Dieter Mahsberg, Zoologe
Um den Kammmolch dort zu retten, wo es ihn noch gibt, müsste man nach Meinung der Biologin ein Gewässernetz im Umkreis von 1000 Metern anlegen und den Fischbestand der Teiche regelmäßig kontrollieren, damit die letzten Molche nicht von Fischen weggefressen werden. Die Gelbbauchunke bräuchte dringend Pfützen - im Garten, Wald oder auf dem Acker statt ordentliche Gärten und befestigte Wege. Das Problem, so Geise: In Bayern seien die Managementpläne in FFH-Gebieten relativ pauschal gefasst. Einzelne Arten fielen durchs Raster. Ferner dauere es oft Jahrzehnte bis Maßnahmen umgesetzt würden. "Das sind Zeiträume, die kleine Populationen nicht mehr schaffen."

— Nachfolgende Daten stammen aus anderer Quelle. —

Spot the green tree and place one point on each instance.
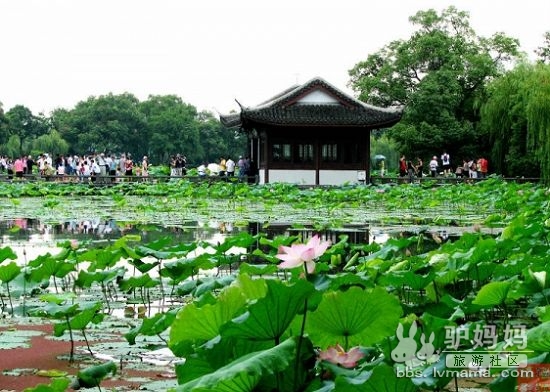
(52, 143)
(219, 141)
(171, 126)
(22, 122)
(108, 123)
(4, 129)
(543, 52)
(439, 74)
(517, 117)
(12, 148)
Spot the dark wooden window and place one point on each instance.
(305, 152)
(282, 152)
(329, 152)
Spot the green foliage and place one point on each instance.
(439, 74)
(93, 375)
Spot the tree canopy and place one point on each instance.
(516, 116)
(439, 74)
(159, 127)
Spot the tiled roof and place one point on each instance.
(285, 109)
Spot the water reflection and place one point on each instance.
(30, 238)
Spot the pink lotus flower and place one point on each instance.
(299, 254)
(337, 356)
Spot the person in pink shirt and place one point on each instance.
(19, 167)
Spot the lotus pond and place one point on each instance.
(185, 279)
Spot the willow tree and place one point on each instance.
(517, 117)
(439, 74)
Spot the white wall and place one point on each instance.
(307, 177)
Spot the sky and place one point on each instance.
(212, 53)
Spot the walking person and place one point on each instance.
(230, 167)
(434, 165)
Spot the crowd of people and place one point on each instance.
(470, 168)
(103, 167)
(245, 169)
(83, 168)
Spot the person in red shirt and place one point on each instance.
(19, 167)
(483, 167)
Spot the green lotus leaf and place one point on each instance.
(360, 316)
(493, 293)
(244, 374)
(270, 316)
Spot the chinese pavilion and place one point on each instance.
(311, 134)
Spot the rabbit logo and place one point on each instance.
(406, 349)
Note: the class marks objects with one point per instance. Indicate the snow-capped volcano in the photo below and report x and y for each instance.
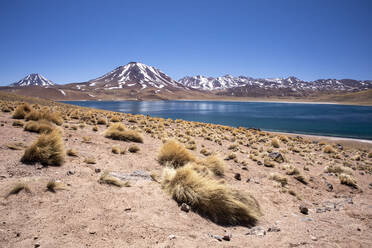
(135, 75)
(33, 79)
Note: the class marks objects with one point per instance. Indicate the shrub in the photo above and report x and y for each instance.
(48, 149)
(21, 111)
(41, 126)
(348, 180)
(279, 178)
(275, 143)
(117, 131)
(133, 149)
(209, 197)
(329, 149)
(215, 164)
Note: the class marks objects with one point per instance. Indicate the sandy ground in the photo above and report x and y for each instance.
(90, 214)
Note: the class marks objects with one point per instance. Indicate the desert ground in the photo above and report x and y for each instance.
(97, 186)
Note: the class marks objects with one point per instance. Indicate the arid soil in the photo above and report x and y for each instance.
(87, 213)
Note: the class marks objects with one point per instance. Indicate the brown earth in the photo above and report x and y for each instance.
(90, 214)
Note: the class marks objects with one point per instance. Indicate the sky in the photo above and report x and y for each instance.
(75, 41)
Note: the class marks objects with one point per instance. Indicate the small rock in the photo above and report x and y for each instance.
(185, 207)
(257, 230)
(303, 209)
(273, 229)
(237, 176)
(227, 237)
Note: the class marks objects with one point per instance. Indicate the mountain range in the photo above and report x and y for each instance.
(138, 81)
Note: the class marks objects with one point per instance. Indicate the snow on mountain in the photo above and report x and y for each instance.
(290, 84)
(135, 75)
(34, 80)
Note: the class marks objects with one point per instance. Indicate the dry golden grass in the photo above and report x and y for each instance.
(338, 169)
(72, 153)
(106, 178)
(209, 197)
(348, 180)
(118, 131)
(133, 149)
(174, 154)
(275, 143)
(329, 149)
(21, 111)
(214, 163)
(54, 185)
(18, 188)
(279, 178)
(48, 149)
(41, 126)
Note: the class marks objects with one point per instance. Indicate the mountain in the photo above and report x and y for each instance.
(33, 79)
(137, 76)
(246, 86)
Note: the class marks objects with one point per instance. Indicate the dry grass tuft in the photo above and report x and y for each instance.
(106, 178)
(48, 149)
(174, 154)
(209, 197)
(348, 180)
(329, 149)
(214, 163)
(18, 188)
(41, 126)
(279, 178)
(118, 131)
(54, 185)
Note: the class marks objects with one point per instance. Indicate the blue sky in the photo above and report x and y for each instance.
(74, 41)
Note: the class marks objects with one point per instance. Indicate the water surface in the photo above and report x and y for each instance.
(318, 119)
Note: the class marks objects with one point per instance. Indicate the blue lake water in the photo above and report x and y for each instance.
(319, 119)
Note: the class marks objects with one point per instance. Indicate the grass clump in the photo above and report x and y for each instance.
(174, 154)
(279, 178)
(41, 126)
(348, 180)
(118, 131)
(18, 188)
(215, 164)
(21, 111)
(106, 178)
(133, 149)
(48, 149)
(209, 197)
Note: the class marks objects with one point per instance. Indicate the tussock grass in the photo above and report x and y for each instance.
(329, 149)
(21, 111)
(279, 178)
(54, 185)
(209, 197)
(275, 143)
(174, 154)
(338, 169)
(106, 178)
(48, 149)
(18, 188)
(41, 126)
(118, 131)
(348, 180)
(214, 163)
(133, 149)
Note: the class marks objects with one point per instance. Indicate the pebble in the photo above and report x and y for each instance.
(303, 209)
(185, 207)
(238, 176)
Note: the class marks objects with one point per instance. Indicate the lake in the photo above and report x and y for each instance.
(318, 119)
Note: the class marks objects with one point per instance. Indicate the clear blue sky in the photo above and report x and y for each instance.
(74, 41)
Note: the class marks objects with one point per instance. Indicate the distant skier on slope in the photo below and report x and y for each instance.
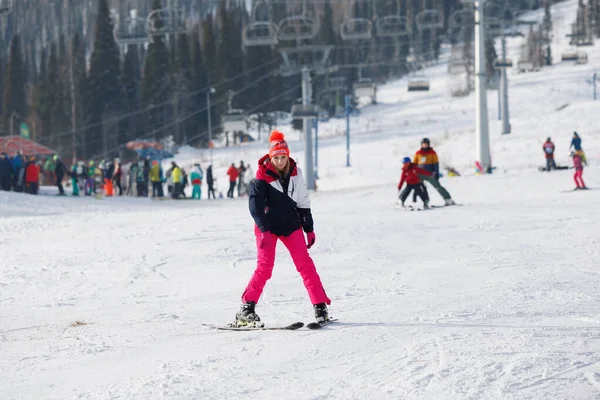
(578, 165)
(411, 174)
(280, 206)
(548, 148)
(426, 158)
(576, 145)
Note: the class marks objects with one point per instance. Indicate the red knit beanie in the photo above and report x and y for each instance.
(278, 145)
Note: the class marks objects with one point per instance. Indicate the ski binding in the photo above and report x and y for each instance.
(319, 325)
(233, 327)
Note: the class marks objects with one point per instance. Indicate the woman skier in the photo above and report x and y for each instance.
(411, 174)
(578, 165)
(280, 206)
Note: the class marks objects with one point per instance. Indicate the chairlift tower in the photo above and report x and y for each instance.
(6, 6)
(482, 135)
(234, 120)
(166, 21)
(262, 31)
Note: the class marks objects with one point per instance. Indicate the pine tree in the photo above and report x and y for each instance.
(209, 49)
(490, 56)
(156, 84)
(183, 104)
(547, 31)
(131, 126)
(14, 102)
(198, 123)
(209, 52)
(102, 86)
(79, 76)
(41, 101)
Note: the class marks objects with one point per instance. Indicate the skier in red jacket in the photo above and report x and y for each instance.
(410, 175)
(32, 177)
(233, 174)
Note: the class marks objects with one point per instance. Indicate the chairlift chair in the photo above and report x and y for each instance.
(581, 58)
(457, 68)
(418, 84)
(525, 66)
(336, 83)
(262, 33)
(461, 19)
(294, 59)
(166, 21)
(506, 63)
(131, 30)
(365, 87)
(234, 121)
(392, 26)
(298, 27)
(569, 55)
(493, 26)
(356, 29)
(429, 19)
(6, 6)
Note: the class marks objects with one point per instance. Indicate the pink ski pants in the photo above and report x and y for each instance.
(578, 178)
(296, 245)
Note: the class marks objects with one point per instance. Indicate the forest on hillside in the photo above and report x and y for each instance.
(87, 76)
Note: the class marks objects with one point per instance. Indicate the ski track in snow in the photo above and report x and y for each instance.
(497, 299)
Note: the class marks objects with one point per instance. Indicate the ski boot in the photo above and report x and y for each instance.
(247, 316)
(321, 313)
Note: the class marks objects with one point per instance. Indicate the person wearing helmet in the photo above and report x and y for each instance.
(90, 183)
(426, 158)
(411, 174)
(548, 148)
(60, 170)
(578, 166)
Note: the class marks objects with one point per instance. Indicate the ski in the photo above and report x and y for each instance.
(317, 325)
(231, 327)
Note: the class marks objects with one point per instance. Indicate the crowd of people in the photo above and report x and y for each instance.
(142, 178)
(146, 177)
(577, 156)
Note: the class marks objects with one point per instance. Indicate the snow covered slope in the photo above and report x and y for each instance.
(495, 299)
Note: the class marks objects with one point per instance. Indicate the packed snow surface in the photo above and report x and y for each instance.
(497, 298)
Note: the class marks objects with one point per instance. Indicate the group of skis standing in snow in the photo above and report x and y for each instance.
(577, 155)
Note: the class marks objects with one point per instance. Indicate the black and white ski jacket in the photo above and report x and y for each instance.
(280, 204)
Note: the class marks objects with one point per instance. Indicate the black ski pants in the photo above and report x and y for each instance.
(211, 189)
(231, 189)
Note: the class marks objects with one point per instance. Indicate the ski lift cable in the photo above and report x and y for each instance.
(194, 113)
(149, 108)
(255, 108)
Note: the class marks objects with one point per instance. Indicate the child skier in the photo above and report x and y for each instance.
(410, 175)
(196, 177)
(578, 165)
(280, 206)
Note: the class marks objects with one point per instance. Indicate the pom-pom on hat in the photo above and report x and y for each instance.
(278, 145)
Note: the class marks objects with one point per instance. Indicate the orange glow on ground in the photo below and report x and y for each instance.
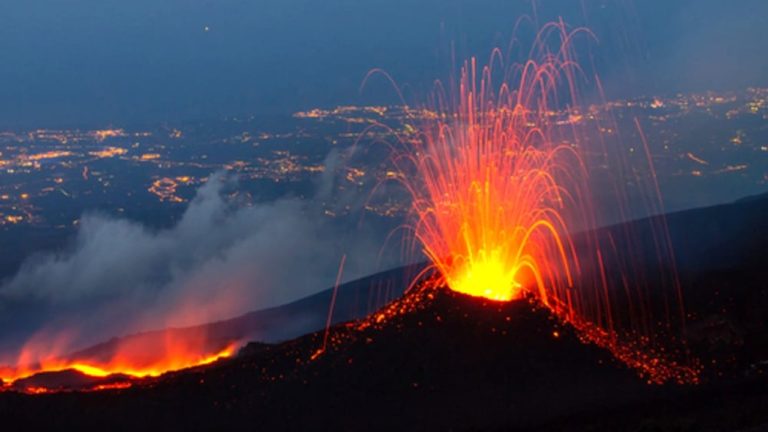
(500, 178)
(123, 366)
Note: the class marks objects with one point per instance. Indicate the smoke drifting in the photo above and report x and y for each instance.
(221, 259)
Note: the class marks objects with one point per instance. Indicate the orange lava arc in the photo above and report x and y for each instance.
(500, 173)
(491, 189)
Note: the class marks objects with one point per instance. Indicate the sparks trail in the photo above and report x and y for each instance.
(500, 179)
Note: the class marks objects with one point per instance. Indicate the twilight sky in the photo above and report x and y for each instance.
(86, 62)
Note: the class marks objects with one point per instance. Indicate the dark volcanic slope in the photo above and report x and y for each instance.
(454, 362)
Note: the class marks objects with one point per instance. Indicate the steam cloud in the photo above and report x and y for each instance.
(219, 260)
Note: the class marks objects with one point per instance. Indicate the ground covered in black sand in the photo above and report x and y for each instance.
(434, 361)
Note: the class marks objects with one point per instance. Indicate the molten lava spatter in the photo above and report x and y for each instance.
(500, 179)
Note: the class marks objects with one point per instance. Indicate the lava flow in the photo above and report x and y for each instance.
(501, 177)
(114, 365)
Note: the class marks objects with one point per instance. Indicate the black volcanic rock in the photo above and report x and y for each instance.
(450, 362)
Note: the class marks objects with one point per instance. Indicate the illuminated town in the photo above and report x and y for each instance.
(52, 176)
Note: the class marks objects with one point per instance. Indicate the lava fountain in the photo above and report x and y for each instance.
(501, 174)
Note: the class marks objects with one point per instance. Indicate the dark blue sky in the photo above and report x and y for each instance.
(86, 62)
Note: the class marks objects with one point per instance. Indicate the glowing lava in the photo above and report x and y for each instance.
(132, 361)
(500, 177)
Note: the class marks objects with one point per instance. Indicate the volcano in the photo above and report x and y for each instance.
(436, 360)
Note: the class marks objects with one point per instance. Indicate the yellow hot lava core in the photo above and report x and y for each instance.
(486, 276)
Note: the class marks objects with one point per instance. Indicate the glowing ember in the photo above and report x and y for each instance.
(133, 364)
(500, 178)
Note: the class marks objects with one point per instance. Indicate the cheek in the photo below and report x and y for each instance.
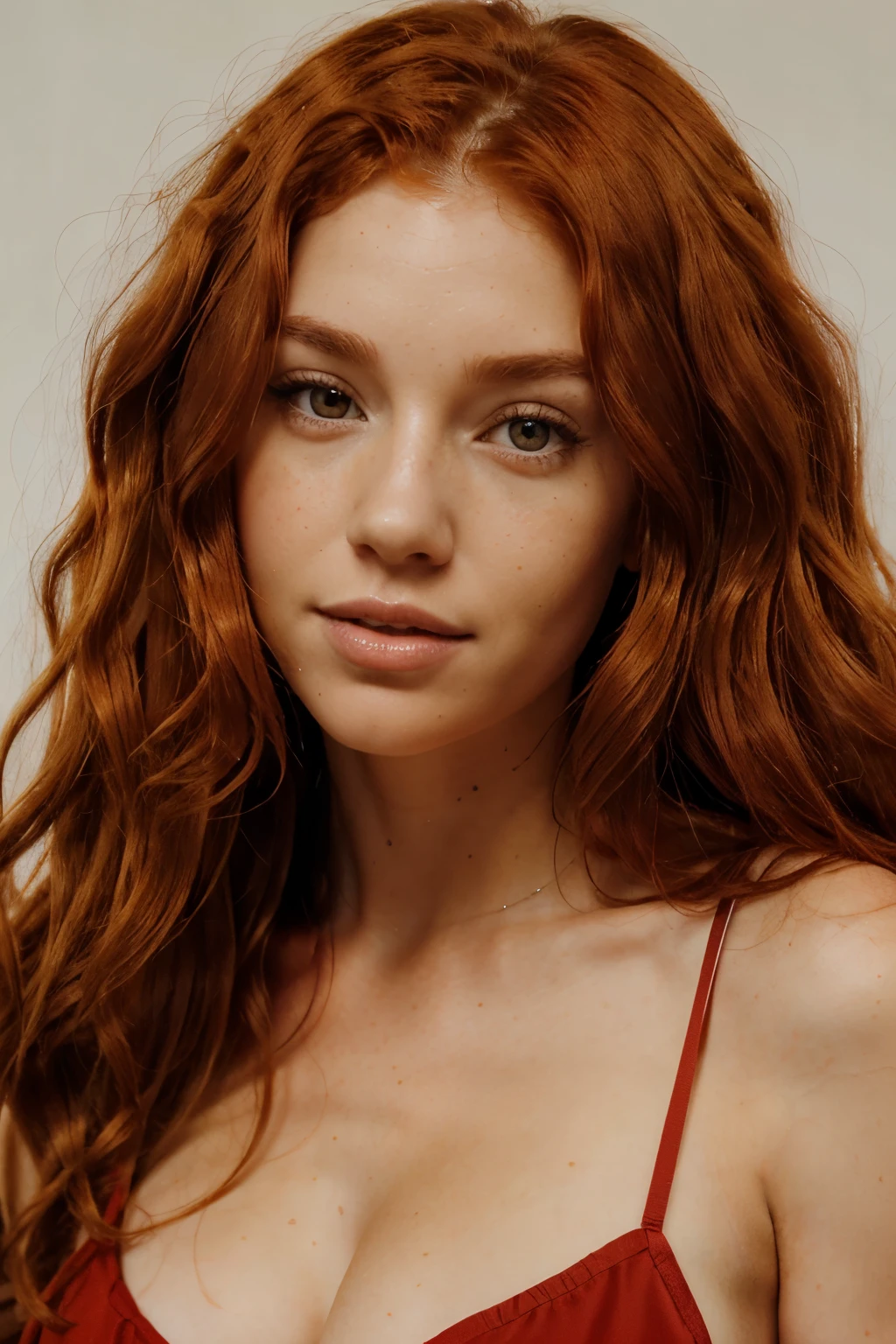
(555, 573)
(281, 523)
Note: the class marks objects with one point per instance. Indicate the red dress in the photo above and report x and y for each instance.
(629, 1292)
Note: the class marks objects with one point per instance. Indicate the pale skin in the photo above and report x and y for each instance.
(477, 1101)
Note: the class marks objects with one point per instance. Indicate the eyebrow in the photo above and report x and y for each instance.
(482, 368)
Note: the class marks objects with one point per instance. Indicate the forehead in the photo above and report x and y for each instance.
(452, 275)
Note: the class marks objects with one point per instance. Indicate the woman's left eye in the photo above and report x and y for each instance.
(535, 434)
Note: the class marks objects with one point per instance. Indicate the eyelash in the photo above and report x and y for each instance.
(290, 385)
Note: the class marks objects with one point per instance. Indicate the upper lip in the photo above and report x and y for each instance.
(391, 613)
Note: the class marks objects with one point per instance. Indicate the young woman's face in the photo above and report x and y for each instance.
(430, 506)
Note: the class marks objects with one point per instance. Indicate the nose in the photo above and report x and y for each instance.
(402, 511)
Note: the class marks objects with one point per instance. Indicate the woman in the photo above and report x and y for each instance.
(471, 624)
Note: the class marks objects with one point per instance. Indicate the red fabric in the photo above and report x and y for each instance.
(629, 1292)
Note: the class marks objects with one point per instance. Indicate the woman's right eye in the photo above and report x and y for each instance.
(318, 401)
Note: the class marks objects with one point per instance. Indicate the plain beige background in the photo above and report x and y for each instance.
(98, 95)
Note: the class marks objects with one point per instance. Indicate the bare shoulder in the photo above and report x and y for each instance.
(19, 1179)
(812, 1004)
(817, 964)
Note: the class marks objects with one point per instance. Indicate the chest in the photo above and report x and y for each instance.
(433, 1153)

Wäre es schlimm, wenn Amphibien, die vor mehr als 300 Millionen Jahren die dominierende Wirbeltiergruppe auf der Erde waren, in Unterfranken aussterben würden? Der Zoologe Dieter Mahsberg und einstige Direktor am Lehrstuhl für Tierökologie und Tropenbiologie der Universität Würzburg, sagt: "Amphibien sind ein wichtiger Teil der Nahrungskette." Die Kaulquappen der Frösche und Kröten fressen Pflanzen unter Wasser. Ausgewachsene Kröten ernähren sich oft von Nacktschnecken. Und die Larven der Molche fressen Stechmückenlarven. "Eingriffe in Nahrungsketten spürt man irgendwann immer."